Bakery Giant Aryzta 'Well-Positioned To Recover' Following Torrid Year
Bakery firm Aryzta is "well positioned to recover" next year, its chief executive has said, following a full-year period that saw the business post a 11.6% drop in organic revenue, and a 33% decline in underlying EBITDA.
All of the group's territories saw a decline in the full-year period, with Europe seeing organic revenue down 12.7%, North America down 11.8% and Rest of World falling by 3.5%.
Due to the effect of the COVID-19 pandemic and subsequent easing of lockdown 'at varying speeds' in the company's various markets, its management took 'decisive action to maximise cash and reduce costs', which has given it a liquidity position of €424 million at year-end.
"Up until 15 March trading patterns were in line with previous guidance," Toland said. "However, when the COVID-19 consequences became visible, we took decisive action to protect the business and our cash resources.
"This included pausing production in bakeries to reduce capacity in line with demand, furloughing headcount, availing of government relief initiatives, suspending capital expenditure and reducing discretionary cost where possible. As a result we finished the year with a strong overall liquidity position."

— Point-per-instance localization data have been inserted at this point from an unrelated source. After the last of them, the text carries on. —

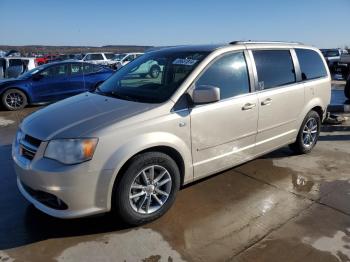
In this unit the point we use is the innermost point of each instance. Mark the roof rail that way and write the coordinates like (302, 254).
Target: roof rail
(264, 42)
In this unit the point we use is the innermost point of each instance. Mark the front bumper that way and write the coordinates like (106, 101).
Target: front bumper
(82, 190)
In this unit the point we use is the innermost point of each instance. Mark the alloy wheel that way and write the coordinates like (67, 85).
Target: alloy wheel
(150, 189)
(14, 100)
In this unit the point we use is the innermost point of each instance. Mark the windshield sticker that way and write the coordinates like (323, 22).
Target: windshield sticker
(35, 71)
(188, 62)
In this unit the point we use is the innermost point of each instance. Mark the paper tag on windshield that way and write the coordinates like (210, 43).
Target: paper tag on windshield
(189, 62)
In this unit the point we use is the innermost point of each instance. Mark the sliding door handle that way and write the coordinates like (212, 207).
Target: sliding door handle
(248, 106)
(266, 102)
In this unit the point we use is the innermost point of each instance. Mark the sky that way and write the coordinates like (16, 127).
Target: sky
(322, 23)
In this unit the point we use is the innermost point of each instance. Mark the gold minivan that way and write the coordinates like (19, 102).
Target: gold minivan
(133, 142)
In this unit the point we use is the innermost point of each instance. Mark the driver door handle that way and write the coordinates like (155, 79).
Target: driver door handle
(266, 102)
(248, 106)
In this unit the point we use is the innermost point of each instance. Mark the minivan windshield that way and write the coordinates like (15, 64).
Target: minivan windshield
(153, 77)
(31, 72)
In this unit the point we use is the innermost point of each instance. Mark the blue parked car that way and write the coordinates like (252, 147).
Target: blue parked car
(51, 82)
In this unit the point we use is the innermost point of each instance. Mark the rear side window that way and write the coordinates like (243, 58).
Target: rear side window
(229, 73)
(109, 56)
(274, 67)
(311, 64)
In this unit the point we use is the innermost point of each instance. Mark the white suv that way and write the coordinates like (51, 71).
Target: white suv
(99, 58)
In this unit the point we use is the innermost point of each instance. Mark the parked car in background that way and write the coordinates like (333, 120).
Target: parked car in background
(342, 67)
(332, 56)
(44, 59)
(51, 82)
(130, 145)
(99, 58)
(347, 88)
(12, 67)
(123, 59)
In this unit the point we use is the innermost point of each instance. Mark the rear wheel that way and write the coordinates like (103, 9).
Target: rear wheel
(308, 134)
(147, 189)
(14, 99)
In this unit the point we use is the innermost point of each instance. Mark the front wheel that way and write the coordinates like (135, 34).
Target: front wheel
(14, 99)
(308, 134)
(347, 88)
(147, 189)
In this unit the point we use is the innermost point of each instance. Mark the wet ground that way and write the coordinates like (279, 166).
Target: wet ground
(281, 207)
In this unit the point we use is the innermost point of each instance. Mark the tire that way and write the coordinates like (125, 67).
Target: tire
(97, 85)
(347, 89)
(14, 99)
(133, 210)
(154, 71)
(307, 137)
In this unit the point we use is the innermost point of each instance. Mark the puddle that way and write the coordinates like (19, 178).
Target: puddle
(338, 245)
(134, 245)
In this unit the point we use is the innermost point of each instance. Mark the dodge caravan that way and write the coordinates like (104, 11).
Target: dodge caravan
(131, 144)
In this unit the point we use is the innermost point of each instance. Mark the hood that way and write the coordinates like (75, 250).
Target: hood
(79, 115)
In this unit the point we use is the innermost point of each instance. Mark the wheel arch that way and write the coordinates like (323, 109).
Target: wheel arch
(168, 150)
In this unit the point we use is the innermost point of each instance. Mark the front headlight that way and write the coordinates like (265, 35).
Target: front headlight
(71, 151)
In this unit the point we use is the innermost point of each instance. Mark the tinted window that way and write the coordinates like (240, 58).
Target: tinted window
(129, 58)
(109, 56)
(15, 62)
(76, 69)
(96, 57)
(274, 67)
(229, 73)
(311, 64)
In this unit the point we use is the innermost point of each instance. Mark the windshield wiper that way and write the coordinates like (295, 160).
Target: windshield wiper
(123, 97)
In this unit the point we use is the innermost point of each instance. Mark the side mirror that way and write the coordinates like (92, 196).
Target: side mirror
(205, 94)
(37, 77)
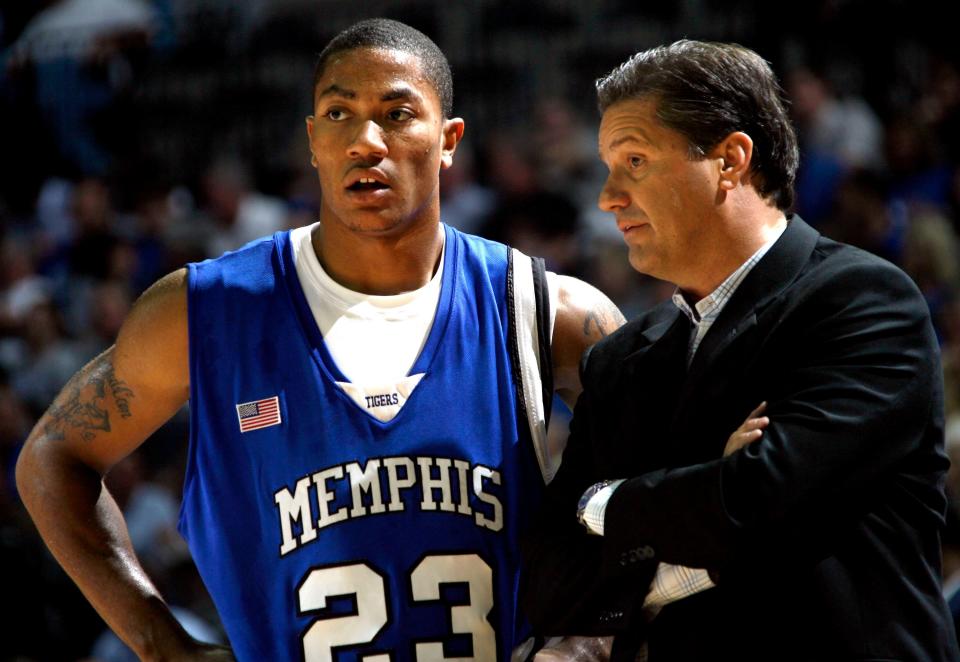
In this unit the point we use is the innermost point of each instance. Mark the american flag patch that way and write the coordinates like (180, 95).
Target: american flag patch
(259, 414)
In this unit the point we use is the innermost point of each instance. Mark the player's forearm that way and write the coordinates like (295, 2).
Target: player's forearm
(84, 529)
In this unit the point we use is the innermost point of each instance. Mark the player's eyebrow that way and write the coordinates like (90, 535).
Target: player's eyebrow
(401, 92)
(336, 90)
(394, 93)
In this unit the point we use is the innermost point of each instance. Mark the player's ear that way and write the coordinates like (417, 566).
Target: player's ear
(733, 155)
(452, 134)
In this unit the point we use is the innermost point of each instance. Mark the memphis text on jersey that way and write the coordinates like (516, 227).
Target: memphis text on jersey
(386, 485)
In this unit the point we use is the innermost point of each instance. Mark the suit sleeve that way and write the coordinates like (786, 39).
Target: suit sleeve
(850, 404)
(563, 589)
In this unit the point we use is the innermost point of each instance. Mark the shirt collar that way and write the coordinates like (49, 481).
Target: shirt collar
(709, 307)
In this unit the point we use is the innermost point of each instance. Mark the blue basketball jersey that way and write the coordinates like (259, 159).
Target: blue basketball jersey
(323, 533)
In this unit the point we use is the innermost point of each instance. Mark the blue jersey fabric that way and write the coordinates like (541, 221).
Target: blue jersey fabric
(331, 535)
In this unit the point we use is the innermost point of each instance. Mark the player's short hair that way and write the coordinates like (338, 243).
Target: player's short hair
(393, 35)
(706, 91)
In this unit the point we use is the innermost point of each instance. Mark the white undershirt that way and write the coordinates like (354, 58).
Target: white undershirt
(375, 340)
(372, 339)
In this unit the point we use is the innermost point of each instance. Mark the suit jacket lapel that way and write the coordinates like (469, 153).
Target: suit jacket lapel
(775, 271)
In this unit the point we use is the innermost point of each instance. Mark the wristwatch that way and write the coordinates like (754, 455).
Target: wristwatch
(585, 499)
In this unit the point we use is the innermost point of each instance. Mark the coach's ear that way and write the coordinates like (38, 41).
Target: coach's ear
(452, 134)
(733, 156)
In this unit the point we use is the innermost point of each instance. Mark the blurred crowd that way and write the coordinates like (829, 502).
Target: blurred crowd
(101, 193)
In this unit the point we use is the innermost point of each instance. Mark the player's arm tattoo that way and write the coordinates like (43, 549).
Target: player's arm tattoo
(602, 320)
(83, 405)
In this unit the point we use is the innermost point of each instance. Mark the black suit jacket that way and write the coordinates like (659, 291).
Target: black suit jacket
(823, 537)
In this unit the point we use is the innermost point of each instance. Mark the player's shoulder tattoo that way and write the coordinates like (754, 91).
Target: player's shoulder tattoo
(86, 401)
(602, 319)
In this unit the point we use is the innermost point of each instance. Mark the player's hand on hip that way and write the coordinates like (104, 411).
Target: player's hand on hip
(749, 431)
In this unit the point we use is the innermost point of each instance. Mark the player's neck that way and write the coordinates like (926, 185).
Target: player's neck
(379, 265)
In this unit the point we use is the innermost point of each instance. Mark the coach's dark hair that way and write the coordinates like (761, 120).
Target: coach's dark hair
(394, 35)
(705, 91)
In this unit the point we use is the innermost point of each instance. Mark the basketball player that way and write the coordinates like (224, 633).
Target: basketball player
(367, 400)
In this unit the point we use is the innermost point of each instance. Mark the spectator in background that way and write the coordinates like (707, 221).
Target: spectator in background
(931, 257)
(235, 213)
(918, 172)
(836, 136)
(844, 128)
(81, 54)
(464, 202)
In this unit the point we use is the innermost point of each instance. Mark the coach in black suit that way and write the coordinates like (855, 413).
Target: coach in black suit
(822, 536)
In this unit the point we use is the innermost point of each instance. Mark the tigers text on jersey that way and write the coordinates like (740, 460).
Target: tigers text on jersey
(326, 533)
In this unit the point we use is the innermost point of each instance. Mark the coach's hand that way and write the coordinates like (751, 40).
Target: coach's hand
(209, 653)
(576, 649)
(749, 431)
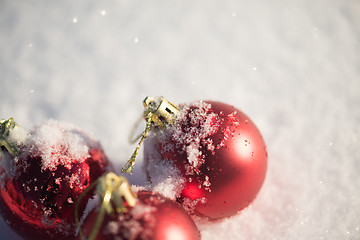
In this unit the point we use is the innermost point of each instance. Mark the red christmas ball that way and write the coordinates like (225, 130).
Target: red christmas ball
(219, 152)
(42, 174)
(152, 217)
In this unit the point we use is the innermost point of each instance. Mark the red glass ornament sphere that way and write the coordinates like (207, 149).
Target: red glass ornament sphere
(220, 153)
(153, 217)
(41, 184)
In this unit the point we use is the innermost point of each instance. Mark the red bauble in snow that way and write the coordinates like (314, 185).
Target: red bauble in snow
(218, 150)
(141, 216)
(42, 174)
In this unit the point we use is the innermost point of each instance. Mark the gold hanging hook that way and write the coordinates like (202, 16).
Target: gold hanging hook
(116, 195)
(158, 113)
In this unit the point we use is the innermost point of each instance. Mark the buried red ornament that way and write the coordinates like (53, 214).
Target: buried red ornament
(42, 174)
(218, 151)
(144, 215)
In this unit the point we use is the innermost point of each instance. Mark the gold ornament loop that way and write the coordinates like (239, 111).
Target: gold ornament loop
(115, 191)
(158, 113)
(6, 126)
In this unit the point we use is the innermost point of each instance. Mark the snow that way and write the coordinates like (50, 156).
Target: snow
(53, 138)
(292, 66)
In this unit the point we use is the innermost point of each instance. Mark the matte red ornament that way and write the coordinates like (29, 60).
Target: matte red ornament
(150, 217)
(220, 153)
(42, 175)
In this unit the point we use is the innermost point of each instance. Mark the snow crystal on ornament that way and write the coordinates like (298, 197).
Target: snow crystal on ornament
(165, 177)
(52, 139)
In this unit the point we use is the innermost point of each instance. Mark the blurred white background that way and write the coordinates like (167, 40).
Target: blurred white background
(292, 66)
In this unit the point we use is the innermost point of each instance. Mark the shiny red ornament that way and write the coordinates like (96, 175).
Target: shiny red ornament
(220, 153)
(42, 174)
(150, 217)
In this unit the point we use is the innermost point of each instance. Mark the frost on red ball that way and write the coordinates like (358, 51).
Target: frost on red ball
(154, 217)
(42, 182)
(220, 154)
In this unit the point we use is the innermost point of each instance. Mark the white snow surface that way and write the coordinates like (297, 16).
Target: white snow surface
(292, 66)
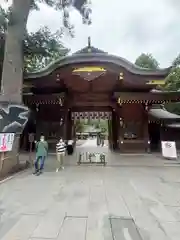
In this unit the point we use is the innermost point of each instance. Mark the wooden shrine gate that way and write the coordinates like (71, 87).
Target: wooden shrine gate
(91, 115)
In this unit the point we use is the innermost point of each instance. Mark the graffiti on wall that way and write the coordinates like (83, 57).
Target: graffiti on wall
(13, 117)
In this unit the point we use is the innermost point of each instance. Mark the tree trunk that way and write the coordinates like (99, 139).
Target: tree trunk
(12, 73)
(12, 81)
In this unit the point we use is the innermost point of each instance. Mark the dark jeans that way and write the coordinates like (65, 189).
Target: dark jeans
(39, 163)
(70, 149)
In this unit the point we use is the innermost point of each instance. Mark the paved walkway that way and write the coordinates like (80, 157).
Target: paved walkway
(92, 203)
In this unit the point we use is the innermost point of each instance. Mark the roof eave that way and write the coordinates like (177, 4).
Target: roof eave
(97, 57)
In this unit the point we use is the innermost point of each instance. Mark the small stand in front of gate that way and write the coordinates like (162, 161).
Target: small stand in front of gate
(92, 158)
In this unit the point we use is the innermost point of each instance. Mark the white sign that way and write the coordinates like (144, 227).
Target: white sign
(6, 142)
(169, 149)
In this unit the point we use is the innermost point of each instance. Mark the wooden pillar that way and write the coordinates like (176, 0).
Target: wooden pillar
(146, 131)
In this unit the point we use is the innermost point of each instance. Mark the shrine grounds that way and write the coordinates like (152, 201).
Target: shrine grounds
(135, 197)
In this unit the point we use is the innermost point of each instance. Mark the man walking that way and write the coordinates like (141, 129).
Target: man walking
(60, 151)
(41, 154)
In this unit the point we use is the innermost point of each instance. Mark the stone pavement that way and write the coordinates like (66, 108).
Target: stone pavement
(122, 202)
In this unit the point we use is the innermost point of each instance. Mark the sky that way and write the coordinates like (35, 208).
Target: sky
(124, 28)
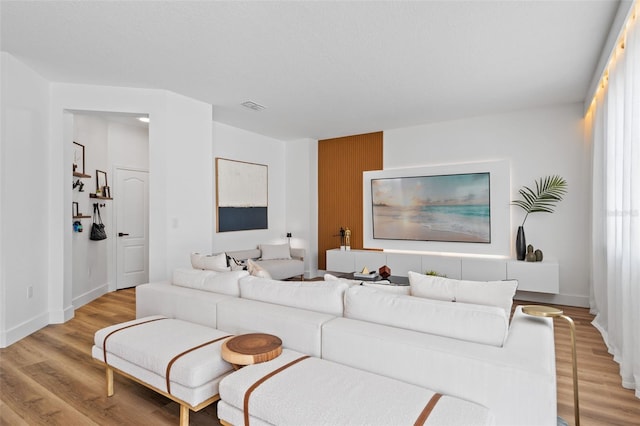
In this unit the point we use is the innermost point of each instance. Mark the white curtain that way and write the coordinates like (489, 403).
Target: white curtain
(615, 286)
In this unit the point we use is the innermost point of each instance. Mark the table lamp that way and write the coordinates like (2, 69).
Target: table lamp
(550, 312)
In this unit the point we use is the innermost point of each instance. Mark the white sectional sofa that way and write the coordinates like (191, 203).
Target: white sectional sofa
(279, 260)
(464, 350)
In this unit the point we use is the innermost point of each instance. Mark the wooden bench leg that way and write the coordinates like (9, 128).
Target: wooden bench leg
(184, 415)
(109, 372)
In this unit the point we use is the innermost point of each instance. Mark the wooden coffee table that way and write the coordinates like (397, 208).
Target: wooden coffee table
(251, 348)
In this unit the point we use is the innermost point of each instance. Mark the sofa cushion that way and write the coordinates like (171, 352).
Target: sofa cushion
(318, 296)
(491, 293)
(275, 251)
(294, 390)
(257, 270)
(390, 288)
(474, 323)
(212, 262)
(217, 282)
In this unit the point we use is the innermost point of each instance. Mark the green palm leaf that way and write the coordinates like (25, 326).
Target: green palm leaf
(549, 190)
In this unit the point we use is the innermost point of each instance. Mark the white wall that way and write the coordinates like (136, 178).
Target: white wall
(236, 144)
(179, 144)
(537, 143)
(24, 172)
(128, 146)
(90, 259)
(302, 199)
(107, 144)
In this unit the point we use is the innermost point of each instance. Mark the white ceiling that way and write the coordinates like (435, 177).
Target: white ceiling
(322, 69)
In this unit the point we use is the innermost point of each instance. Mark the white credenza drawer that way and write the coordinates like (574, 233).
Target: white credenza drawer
(541, 277)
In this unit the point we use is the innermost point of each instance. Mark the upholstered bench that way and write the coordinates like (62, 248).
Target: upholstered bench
(295, 389)
(175, 358)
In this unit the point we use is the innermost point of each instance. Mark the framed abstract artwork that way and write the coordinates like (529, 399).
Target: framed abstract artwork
(241, 195)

The business has also seen a moderate improvement in trading, with revenue down 18% in July, compared to the same period last year – this compares to a 23% year-on-year decline in June, a 36% year-on-year decline in May, and a 49% year-on-year decline in April.
The disposal of its 43.1% stake in French retailer Picard has also enabled the business to 'refocus' its portfolio on its core B2B bakery business.
"While we expect the recovery to be bumpy in the coming months, we believe that Aryzta is well-positioned to recover and compete as economies stabilise and return to growth," Toland added. "I am immensely proud of the tremendous efforts of our people in supporting our customers and suppliers throughout this period.”
The group's Project Renew streamlining programme has delivered €92 million worth of savings since it was launched, the company added, however many of the projects included therein were postponed this year due to COVID-19.